Next morning, near the ferry house, I noticed a set of stocks, having holes for the head as well as the ankles; they stood unsheltered and unshaded in the open road.
I asked an old negro what it was.
“Dat ting, massa?” grinning; “well, sah, we calls dat a ting to put black people, niggers, in, when dey misbehaves bad, and to put runaways in, sah. Heaps o’ runaways, dis country, sah. Yes, sah, heaps on ’em round here.”[16]
Mr. S. and I slept in the same room. I went to bed some time before him; he sat up late, to smoke, he said. He woke me when he came in, by his efforts to barricade the door with our rather limited furniture. The room being small, and without a window, I expostulated. He acknowledged it would probably make us rather too warm, but he shouldn’t feel safe if the door were left open. “You don’t know,” said he; “there may be runaways around.”
He then drew two small revolvers, hitherto concealed under his clothing, and began to examine the caps. He was certainly a nervous man, perhaps a madman. I suppose he saw some expression of this thought in my face, for he said, placing them so they could be easily taken up as he lay in bed, “Sometimes a man has a use for them when he least expects it. There was a gentleman on this road a few days ago. He was going to Natchez. He overtook a runaway, and he says to him, ‘Bad company’s better’n none, boy, and I reckon I’ll keep you along with me into Natchez.’ The nigger appeared to be pleased to have company, and went along, talking with him, very well, till they came to a thicket place, about six miles from Natchez. Then he told him he reckoned he would not go any further with him. ‘What! you black rascal,’ says he; ‘you mean you won’t go in with me? You step out and go straight ahead, and if you turn your face till you get into Natchez, I’ll shoot you.’ ‘Aha! massa,’ says the nigger, mighty good-natured, ‘I reckon you ’aint got no shootin’ irons;’ and he bolted off into the thicket, and got away from him.”
At breakfast, Mr. S. came late. He bowed his head as he took his seat, and closed his eyes for a second or two; then, withdrawing his quid of tobacco and throwing it in the fireplace, he looked round with a smile, and said:—
“I always think it a good plan to thank the Lord for His mercies. I’m afraid some people’ll think I’m a member of the church. I aint, and never was. Wish I was. I am a Son, though [of Temperance?] Give me some water, girl. Coffee first. Never too soon for coffee. And never too late, I say. Wait for anything but coffee. These swell-heads drink their coffee after they’ve eaten all their dinner. I want it with dinner, eh? Don’t nothing taste good without coffee, I reckon.”

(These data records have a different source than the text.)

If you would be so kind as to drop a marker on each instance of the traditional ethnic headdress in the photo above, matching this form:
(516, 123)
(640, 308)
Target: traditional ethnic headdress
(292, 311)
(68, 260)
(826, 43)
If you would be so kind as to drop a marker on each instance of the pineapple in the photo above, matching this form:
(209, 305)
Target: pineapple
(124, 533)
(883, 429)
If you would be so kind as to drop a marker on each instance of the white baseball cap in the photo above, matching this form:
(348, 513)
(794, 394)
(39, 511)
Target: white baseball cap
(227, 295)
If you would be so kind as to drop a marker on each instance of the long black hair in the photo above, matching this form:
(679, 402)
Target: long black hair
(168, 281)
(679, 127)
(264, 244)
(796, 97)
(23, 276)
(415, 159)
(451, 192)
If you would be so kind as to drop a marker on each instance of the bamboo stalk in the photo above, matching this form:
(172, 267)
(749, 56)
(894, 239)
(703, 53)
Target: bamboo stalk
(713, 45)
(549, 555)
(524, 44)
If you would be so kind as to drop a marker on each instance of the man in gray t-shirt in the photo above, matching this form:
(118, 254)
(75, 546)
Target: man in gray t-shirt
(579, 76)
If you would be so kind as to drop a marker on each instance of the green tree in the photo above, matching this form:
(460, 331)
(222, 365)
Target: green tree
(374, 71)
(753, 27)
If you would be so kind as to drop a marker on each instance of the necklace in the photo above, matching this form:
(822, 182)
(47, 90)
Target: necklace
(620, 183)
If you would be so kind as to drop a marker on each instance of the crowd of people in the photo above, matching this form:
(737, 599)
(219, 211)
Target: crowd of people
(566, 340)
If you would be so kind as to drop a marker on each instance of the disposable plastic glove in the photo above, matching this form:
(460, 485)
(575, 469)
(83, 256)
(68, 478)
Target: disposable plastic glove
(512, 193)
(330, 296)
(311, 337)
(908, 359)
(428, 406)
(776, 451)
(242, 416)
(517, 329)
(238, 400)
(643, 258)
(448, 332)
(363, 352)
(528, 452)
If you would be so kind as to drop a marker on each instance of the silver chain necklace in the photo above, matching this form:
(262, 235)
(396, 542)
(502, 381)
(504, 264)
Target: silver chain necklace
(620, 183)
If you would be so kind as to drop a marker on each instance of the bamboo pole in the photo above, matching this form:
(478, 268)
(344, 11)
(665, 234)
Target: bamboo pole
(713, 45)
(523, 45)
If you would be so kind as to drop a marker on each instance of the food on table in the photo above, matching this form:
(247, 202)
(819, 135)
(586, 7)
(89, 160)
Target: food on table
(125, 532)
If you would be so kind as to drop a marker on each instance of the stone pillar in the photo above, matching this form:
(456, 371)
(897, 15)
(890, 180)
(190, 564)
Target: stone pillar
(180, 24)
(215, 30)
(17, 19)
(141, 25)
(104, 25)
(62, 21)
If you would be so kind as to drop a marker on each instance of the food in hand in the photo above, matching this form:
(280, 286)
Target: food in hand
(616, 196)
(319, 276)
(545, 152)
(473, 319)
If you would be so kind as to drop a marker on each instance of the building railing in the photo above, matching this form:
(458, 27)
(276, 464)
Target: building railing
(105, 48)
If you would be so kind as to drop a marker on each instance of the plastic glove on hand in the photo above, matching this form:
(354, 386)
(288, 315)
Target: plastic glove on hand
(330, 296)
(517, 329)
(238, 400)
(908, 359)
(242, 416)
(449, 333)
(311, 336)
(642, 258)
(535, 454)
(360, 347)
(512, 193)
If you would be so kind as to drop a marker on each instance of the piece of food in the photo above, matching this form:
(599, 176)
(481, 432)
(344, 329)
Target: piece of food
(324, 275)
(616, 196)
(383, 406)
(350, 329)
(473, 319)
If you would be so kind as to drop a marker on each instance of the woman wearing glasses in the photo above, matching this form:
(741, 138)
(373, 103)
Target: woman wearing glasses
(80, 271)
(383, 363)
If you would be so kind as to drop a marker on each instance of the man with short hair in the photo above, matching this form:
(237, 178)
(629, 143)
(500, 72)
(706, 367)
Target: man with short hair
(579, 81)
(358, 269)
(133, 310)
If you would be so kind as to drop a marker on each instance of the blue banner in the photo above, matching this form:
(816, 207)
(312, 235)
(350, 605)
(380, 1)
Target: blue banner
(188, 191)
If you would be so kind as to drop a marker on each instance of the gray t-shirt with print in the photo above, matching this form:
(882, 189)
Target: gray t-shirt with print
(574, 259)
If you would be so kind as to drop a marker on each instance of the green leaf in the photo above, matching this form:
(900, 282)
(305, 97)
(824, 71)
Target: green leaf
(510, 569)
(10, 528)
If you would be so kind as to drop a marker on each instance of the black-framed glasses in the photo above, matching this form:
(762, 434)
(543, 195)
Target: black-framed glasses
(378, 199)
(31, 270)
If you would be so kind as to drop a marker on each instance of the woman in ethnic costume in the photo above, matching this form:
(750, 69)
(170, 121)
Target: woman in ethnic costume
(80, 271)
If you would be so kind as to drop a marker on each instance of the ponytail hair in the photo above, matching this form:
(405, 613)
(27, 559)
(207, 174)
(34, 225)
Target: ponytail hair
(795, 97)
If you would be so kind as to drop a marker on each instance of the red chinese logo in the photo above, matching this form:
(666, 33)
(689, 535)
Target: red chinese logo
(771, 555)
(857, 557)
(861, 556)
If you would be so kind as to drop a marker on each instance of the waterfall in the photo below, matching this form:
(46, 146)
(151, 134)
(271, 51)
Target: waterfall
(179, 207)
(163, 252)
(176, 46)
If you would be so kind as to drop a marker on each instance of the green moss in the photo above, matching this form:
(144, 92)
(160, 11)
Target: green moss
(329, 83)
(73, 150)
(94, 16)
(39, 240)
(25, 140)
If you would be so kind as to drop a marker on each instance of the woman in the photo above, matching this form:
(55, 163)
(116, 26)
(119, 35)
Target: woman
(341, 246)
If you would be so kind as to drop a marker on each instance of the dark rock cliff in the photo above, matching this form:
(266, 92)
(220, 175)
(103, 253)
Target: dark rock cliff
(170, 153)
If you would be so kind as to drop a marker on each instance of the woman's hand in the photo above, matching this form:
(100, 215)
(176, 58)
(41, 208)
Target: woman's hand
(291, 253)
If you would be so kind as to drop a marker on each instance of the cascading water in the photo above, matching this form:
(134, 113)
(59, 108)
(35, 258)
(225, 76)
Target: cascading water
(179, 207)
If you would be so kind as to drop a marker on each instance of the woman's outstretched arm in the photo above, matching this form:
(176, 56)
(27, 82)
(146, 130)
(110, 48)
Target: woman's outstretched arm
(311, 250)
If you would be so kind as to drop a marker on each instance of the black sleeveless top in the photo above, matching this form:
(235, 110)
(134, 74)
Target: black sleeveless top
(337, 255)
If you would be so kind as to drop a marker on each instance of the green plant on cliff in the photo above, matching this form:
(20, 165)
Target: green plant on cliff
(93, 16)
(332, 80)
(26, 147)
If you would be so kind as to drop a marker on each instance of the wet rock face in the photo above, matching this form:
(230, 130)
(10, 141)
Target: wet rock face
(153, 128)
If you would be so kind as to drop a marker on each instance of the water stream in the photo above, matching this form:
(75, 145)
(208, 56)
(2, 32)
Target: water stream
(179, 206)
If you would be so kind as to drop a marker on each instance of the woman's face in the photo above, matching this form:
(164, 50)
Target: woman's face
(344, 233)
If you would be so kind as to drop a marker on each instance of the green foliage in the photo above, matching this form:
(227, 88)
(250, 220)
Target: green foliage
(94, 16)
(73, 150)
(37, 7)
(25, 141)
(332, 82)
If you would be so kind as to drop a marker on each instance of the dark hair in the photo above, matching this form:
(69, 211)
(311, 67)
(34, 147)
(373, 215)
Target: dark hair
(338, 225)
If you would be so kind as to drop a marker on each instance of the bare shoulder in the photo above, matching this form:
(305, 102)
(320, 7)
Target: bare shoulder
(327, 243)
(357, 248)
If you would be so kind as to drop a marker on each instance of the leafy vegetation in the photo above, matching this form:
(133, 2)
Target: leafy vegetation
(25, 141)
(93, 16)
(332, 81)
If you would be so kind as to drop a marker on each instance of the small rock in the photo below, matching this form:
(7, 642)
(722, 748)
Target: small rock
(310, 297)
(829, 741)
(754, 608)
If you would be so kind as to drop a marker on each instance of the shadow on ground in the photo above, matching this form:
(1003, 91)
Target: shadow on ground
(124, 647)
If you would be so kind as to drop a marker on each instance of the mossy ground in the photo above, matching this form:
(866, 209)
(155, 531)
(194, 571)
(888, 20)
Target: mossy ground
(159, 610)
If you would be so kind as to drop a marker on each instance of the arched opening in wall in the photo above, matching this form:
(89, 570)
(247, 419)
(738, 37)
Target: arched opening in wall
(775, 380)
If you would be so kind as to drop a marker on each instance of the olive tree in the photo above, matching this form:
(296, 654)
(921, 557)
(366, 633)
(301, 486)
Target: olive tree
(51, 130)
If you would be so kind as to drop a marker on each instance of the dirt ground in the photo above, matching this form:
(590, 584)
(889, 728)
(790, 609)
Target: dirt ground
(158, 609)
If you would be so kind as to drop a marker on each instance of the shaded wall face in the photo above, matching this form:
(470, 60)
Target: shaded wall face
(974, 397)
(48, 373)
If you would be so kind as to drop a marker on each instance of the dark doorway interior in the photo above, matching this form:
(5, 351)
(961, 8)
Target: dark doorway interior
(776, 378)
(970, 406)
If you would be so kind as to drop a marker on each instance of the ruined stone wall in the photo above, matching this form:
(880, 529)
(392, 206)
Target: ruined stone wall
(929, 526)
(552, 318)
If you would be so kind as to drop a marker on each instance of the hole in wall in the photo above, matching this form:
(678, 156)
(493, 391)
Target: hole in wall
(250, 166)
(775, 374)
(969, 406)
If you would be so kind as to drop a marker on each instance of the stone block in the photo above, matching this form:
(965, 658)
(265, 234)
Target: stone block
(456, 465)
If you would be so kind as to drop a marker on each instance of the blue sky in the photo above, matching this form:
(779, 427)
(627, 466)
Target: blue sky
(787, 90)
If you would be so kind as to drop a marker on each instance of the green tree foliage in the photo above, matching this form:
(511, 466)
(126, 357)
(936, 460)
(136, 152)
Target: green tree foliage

Before he left, he invited me to visit his plantations, giving me careful directions to find them, and saying that if he should not have returned before I reached them, his wife and his overseer would give me every attention if I would tell them he told me to visit them. He said again, and in this connection, that he believed this was the most inhospitable country in the world, and asked, “as I had been a good deal of a traveller, didn’t I think so myself?” I answered that my experience was much too small to permit me to form an opinion so contrary to that generally held.
If they had a reputation for hospitality, he said, it could only be among their own sort. They made great swell-head parties; and when they were on their plantation places, they made it a point to have a great deal of company; they would not have anything to do if they didn’t. But they were all swell-heads, I might be sure; they’d never ask anybody but a regular swell-head to see them.
His own family, however, seemed not to be excluded from the swell-head society.